Tom und Sanna waren außer sich vor Glück. Sie hatten die hübschesten Igelkinder, die man sich nur vorstellen konnte. Jakob war ein bisschen mollig, weil er so gerne aß. Wolfgang war sehr ängstlich und fürchtete sich sogar vor einem Regenwurm. Felix wollte kein Igel sein, er wäre viel lieber ein kleiner Kletteraffe geworden und Andi der Älteste wusste immer genau, was passierte. Tom und Sanna hatten alle Hände voll zu tun. Einmal kam Andi gelaufen und rief: „Mama, Papa kommt schnell, Felix ist wieder auf einen Baum geklettert und kommt nicht mehr herunter!“ Als Sanna und Tom zum Baum kamen, war Felix unglaublich stolz auf sich. Er saß am obersten Ast und rief: „Ich sag ja, ich bin ein Affe und kein Igel!“ Sanna und Tom sagten im ganz ernsten Ton: „Komm sofort da herunter, sonst holen wir dich!“ Aber Felix antwortete: „Das traut ihr euch eh nicht, ich will ein Affe sein“! Und damit hatte Felix leider Recht. Sanna und Tom konnten beide nicht klettern und sie hatten keine Ahnung wie Felix es auf den Baum rauf geschafft hatte. „Komm sofort hier herunter, bevor Dich Eule entdeckt und Dich frisst!“, schrie Tom ganz verzweifelt. Das half, denn gefressen werden, wollte Felix nicht, also ließ er sich einfach in den Laubhaufen unter dem Baum plumpsen.
Sanna schüttelt sich in der Hängematte vor Lachen: „Der Felixigel ist ja genauso wie der Felix in der Schule, der klettert auch überall herum, wo es gefährlich ist. Und was stellt der Jakobigel an?“ Klara erzählt weiter.
„Mama, Papa kommt schnell!“ rief Andi, „der Jakob und der Wolfgang streiten schon wieder ums Essen!“ Sanna und Tom liefen los. Sie hätten nie gedacht, dass es so anstrengend sein kann, Igelkinder zu erziehen. Und tatsächlich: Jakob und Wolfgang zerrten beide an einer Schnecke. „Die gehört mir!“, fauchte Jakob durch die spitzen Igelzähnchen durch, „ich habe sie zuerst entdeckt!“ „Du hast mir schon fünf weggeschnappt, ich bin auch hungrig!“, jammerte Wolfgang. „Schluss mit dem Blödsinn!“, rief Tom, „Hier gibt es genug Schnecken!

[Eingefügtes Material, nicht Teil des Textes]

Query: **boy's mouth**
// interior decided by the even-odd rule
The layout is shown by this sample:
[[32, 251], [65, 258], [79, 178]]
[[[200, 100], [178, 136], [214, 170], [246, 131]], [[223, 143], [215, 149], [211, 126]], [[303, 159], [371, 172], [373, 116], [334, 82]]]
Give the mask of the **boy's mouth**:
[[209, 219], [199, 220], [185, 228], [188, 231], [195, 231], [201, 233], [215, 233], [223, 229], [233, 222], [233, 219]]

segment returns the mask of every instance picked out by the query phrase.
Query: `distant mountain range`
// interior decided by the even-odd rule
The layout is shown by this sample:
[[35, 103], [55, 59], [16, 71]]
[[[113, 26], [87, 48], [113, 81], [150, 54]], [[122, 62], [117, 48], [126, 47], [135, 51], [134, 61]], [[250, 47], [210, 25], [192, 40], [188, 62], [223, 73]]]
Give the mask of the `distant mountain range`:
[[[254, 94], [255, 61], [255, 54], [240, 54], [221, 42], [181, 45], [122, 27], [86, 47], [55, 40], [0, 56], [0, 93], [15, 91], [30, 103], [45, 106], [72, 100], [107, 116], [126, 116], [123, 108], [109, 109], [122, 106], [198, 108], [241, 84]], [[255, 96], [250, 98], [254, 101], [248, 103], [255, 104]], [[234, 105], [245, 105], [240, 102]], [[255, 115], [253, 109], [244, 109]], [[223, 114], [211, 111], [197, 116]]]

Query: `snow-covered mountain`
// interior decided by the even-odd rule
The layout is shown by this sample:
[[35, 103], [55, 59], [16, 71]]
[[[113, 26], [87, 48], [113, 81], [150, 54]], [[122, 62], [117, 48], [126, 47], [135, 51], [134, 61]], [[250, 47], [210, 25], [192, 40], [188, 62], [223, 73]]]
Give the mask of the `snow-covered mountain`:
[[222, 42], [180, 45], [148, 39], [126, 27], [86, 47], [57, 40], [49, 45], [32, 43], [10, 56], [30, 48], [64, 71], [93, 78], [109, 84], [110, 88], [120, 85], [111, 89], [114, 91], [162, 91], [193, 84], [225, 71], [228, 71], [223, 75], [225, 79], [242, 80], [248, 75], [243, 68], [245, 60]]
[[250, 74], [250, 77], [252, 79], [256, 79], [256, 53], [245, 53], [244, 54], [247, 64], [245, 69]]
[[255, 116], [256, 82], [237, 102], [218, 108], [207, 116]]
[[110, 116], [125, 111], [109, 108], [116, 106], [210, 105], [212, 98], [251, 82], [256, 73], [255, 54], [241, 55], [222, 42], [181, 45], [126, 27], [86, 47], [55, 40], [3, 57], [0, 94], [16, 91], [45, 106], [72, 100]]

Wer von euch beiden kann jetzt wohl nachgeben?“ Jakob öffnete langsam sein Igelmaul und zischte: „Na gut, dann such ich mir eben einen Käfer. Wer will schon so eine schleimige Schnecke. Das ist ja ekelig!“ Wolfgang begann zu weinen: „Schnecken sind gar nicht ekelig. Schnecken sind mein Lieblingsessen!“ „Lass dich von Jakob doch nicht ärgern“, beruhigte in Sanna. „Jetzt aber ab ins Nest mit euch“, schnaubte Tom. „Mama und ich brauchen jetzt ein bisschen Erholung!“
Die Tage wurden länger und die Sonne wurde wärmer. Die Schneedecke, die die Laubhaufen von Tom und Sanna zudeckte, begann zu schmelzen. Tom verspürte großen Hunger und er rekelte und streckte sich und öffnete ganz langsam die Augen. War das ein schöner Traum, dachte Tom. Gleich nach dem Essen mache ich mich auf die Suche.

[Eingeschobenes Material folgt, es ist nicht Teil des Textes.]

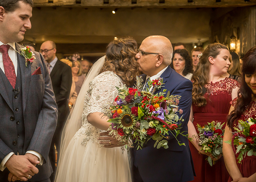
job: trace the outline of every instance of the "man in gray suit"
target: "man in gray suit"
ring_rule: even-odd
[[[1,182],[48,182],[52,172],[48,154],[58,111],[49,72],[41,54],[33,52],[27,62],[16,43],[31,28],[33,6],[32,0],[0,0]]]

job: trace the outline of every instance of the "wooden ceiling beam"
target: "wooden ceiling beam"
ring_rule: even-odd
[[[86,8],[218,8],[256,5],[256,0],[34,0],[34,1],[37,7],[71,6]]]

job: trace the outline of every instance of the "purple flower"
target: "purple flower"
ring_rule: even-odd
[[[212,132],[211,131],[204,131],[204,135],[206,136],[212,136],[213,135]]]
[[[122,99],[120,99],[119,100],[117,101],[116,103],[119,105],[119,106],[123,104],[123,103],[122,101]]]
[[[161,107],[160,109],[158,111],[153,111],[153,113],[158,114],[158,116],[157,116],[157,117],[163,120],[165,120],[164,113],[165,111],[162,107]]]
[[[112,130],[115,130],[117,129],[117,125],[113,123],[111,123],[111,128]]]

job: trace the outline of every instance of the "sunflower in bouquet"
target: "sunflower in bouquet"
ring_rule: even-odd
[[[183,112],[177,106],[181,97],[170,95],[169,92],[165,97],[166,89],[154,94],[157,89],[163,86],[161,78],[149,80],[149,88],[153,86],[150,91],[148,88],[143,90],[142,81],[141,77],[137,77],[133,87],[128,88],[125,85],[117,87],[118,96],[104,112],[110,118],[108,122],[111,123],[108,131],[121,142],[127,143],[133,140],[137,150],[141,149],[151,138],[156,141],[154,147],[167,149],[166,139],[169,135],[176,139],[179,134],[187,136],[183,134],[184,132],[180,132],[178,124],[178,121],[183,120],[177,115],[178,112],[182,114]],[[185,145],[177,141],[180,145]]]
[[[256,156],[256,120],[249,118],[246,121],[239,120],[238,126],[234,129],[232,140],[224,142],[232,145],[235,153],[239,153],[238,163],[241,163],[246,155]]]
[[[200,150],[204,150],[206,153],[211,153],[216,159],[222,153],[224,131],[222,128],[224,124],[224,123],[213,121],[204,126],[201,126],[198,124],[197,125],[199,134],[196,137],[198,138],[198,144],[202,146]],[[205,160],[208,160],[211,166],[213,163],[214,164],[214,161],[212,162],[210,156]]]

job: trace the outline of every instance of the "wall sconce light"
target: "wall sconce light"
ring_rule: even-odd
[[[234,35],[234,32],[230,37],[230,50],[234,51],[236,50],[236,37]]]
[[[116,13],[116,11],[117,11],[117,8],[116,8],[115,9],[112,11],[112,13],[113,14],[115,14]]]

„Und wen wird er wohl suchen?“, fragt Klara Sanna. „Mich, natürlich!“ ruft Sanna.
Sanna geht es besser
Von diesem Nachmittag an, ist Sanna ein bisschen weniger traurig. Und falls sie doch einmal sehr traurig ist, erzählt ihr Klara eine Geschichte von Sanna Igelkind und ihrem Igelfreund Tom.